Part2) Random Variables – 30 points
a) Consider the experiment of rolling a pair of dice. Using R, show how would you define a random variable for the absolute value of the difference of the two rolls.
b) Using the above result, what is the probability that the two rolls differ by exactly 2? What is the probability that the two rolls differ by at most 2? What is the probability that the two rolls differ by at least 3? Use the Prob function as shown in the code samples.
c) Show the marginal distribution of the above random variable (using R).
d) Using R, add another random variable to the above probability space using a user defined function. The random variable is TRUE if the two rolls differ by 2, and FALSE otherwise. Making use of this random variable, what is the probability that the two rolls differ by 2? Show also the marginal distribution for this random variable.
Part3) Functions – 20 points
Using a for loop, write your own R function, evensum(data), that returns the sum of all the even
values in the given numeric data vector.
Now, without using any loop, write your own R function, evensum2(data), that returns the sum of all the even values in the given numeric data vector.
Test both functions with sample data.
Sample output:
Part4) R – 30 points
Initialize the Dow Jones Industrials daily closing data as shown below: dow <- read.csv('http://people.bu.edu/kalathur/datasets/DJI_2018.csv',
stringsAsFactors = FALSE)
Provide the simplest R code and output for all of the following. The code should work for any given data.
a) Use the diff function to calculate the differences between consecutive values.
Insert the value 0 at the beginning of these differences. Add this result as the DIFFS column of the data frame.
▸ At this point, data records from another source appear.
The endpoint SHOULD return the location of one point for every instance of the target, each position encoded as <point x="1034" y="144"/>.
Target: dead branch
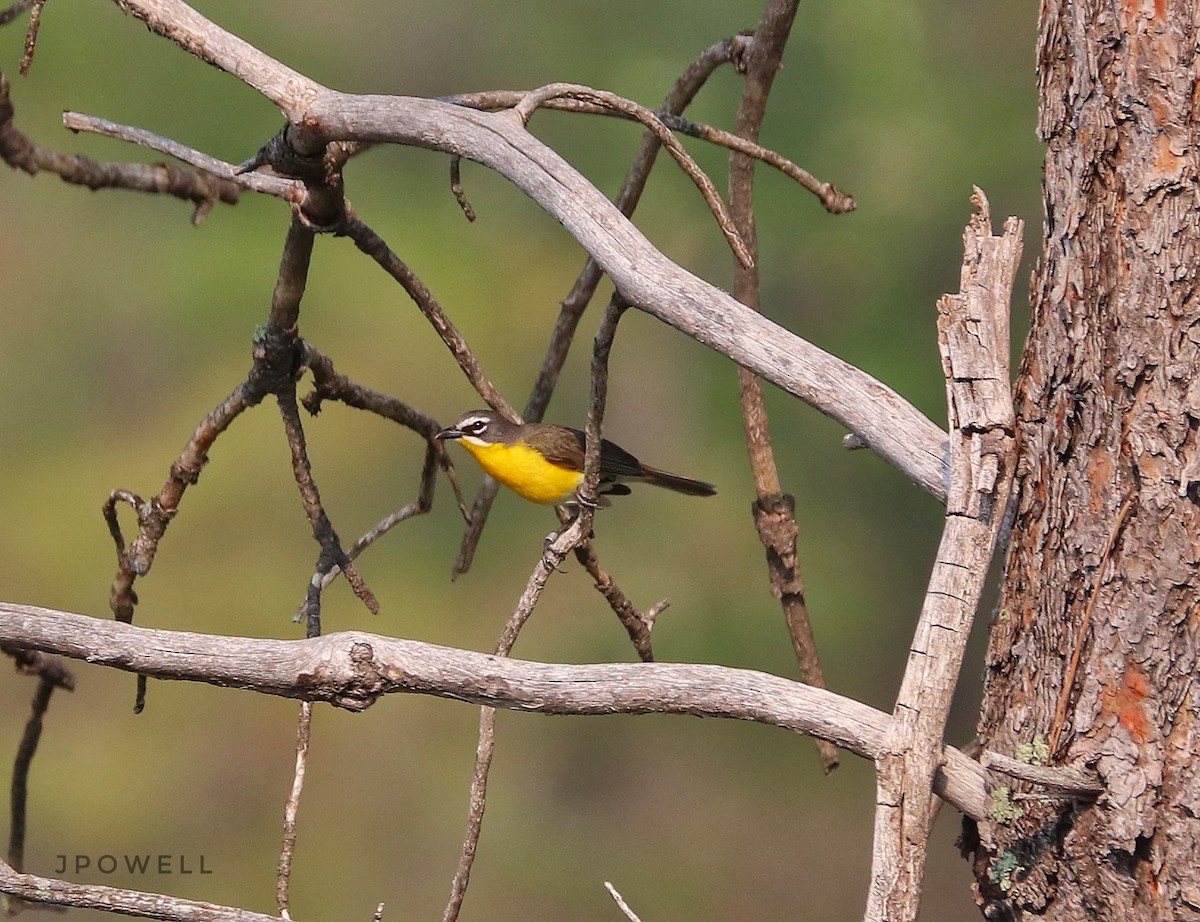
<point x="774" y="512"/>
<point x="114" y="899"/>
<point x="202" y="189"/>
<point x="580" y="297"/>
<point x="973" y="336"/>
<point x="354" y="669"/>
<point x="647" y="279"/>
<point x="831" y="197"/>
<point x="556" y="550"/>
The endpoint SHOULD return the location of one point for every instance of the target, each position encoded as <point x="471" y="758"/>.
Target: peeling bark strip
<point x="973" y="340"/>
<point x="1093" y="657"/>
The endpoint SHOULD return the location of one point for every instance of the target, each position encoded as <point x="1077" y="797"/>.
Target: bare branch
<point x="651" y="120"/>
<point x="291" y="808"/>
<point x="553" y="555"/>
<point x="112" y="899"/>
<point x="774" y="512"/>
<point x="375" y="246"/>
<point x="203" y="189"/>
<point x="268" y="184"/>
<point x="577" y="299"/>
<point x="973" y="339"/>
<point x="621" y="903"/>
<point x="645" y="276"/>
<point x="354" y="669"/>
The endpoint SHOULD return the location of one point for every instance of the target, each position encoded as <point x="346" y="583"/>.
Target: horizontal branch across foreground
<point x="353" y="669"/>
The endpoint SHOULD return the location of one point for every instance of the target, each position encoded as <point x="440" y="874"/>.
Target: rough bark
<point x="1093" y="653"/>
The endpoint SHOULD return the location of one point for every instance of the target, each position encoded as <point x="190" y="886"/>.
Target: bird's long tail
<point x="679" y="484"/>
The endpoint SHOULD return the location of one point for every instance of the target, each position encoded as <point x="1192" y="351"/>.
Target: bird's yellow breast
<point x="526" y="472"/>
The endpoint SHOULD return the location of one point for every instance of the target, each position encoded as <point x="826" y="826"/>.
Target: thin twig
<point x="460" y="196"/>
<point x="136" y="903"/>
<point x="774" y="512"/>
<point x="12" y="12"/>
<point x="35" y="22"/>
<point x="525" y="108"/>
<point x="375" y="246"/>
<point x="831" y="197"/>
<point x="577" y="299"/>
<point x="621" y="903"/>
<point x="636" y="624"/>
<point x="423" y="504"/>
<point x="283" y="878"/>
<point x="51" y="675"/>
<point x="265" y="183"/>
<point x="202" y="189"/>
<point x="552" y="556"/>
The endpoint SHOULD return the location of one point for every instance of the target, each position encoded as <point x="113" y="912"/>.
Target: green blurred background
<point x="123" y="325"/>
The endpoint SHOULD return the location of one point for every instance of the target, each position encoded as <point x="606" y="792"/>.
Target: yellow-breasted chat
<point x="545" y="464"/>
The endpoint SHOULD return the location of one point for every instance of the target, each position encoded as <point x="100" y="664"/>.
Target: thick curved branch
<point x="646" y="277"/>
<point x="354" y="669"/>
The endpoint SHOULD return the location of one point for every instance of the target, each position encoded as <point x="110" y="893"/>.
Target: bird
<point x="544" y="462"/>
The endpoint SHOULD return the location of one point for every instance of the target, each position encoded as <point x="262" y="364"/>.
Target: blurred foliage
<point x="123" y="325"/>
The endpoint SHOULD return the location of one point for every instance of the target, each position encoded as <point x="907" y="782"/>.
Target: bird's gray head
<point x="480" y="425"/>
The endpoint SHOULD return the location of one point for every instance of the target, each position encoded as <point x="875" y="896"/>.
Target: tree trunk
<point x="1093" y="656"/>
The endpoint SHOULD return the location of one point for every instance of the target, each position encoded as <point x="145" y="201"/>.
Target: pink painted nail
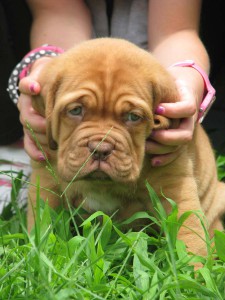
<point x="41" y="158"/>
<point x="156" y="163"/>
<point x="160" y="110"/>
<point x="32" y="87"/>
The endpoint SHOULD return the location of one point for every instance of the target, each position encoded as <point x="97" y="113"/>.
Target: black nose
<point x="101" y="150"/>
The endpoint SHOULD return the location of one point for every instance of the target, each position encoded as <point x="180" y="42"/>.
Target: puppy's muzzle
<point x="100" y="150"/>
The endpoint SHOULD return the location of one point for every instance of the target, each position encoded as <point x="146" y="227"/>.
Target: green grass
<point x="97" y="260"/>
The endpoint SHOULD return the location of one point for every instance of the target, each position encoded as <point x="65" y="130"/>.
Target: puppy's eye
<point x="132" y="117"/>
<point x="77" y="111"/>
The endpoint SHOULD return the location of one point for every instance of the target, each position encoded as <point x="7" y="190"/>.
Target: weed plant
<point x="95" y="259"/>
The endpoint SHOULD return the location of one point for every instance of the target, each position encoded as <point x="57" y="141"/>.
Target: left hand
<point x="165" y="145"/>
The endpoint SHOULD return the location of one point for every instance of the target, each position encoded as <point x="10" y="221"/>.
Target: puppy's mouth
<point x="98" y="176"/>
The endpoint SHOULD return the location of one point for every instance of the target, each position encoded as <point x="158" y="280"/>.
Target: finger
<point x="29" y="115"/>
<point x="177" y="110"/>
<point x="152" y="147"/>
<point x="39" y="139"/>
<point x="29" y="86"/>
<point x="32" y="150"/>
<point x="173" y="137"/>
b) How many days did the Dow close higher than its previous day value? How many days did the Dow close lower than its previous day value?
c) Show the subset of the data where there was a gain of at least 500 points from its previous day value.
d) Show the above result by adding the previous day value to the result in c) as below.
d) Provide the solution to compute the longest gaining streak of at least 200 points in the data. Show the data for that longest gaining streak. Hint: Use the rle function provided by R.
Submission:
Create a folder, CS544_HW2_lastName and place the following files in this folder.
Provide all R code in a single file, CS544_HW2_lastName.R. Clearly mark each subpart of each question and add appropriate comments.
Provide the corresponding outputs in a single Word document, CS544_HW2_lastName.doc.
Archive the folder (CS544_HW2_lastName.zip). Upload the zip file to the Assignments section of Blackboard.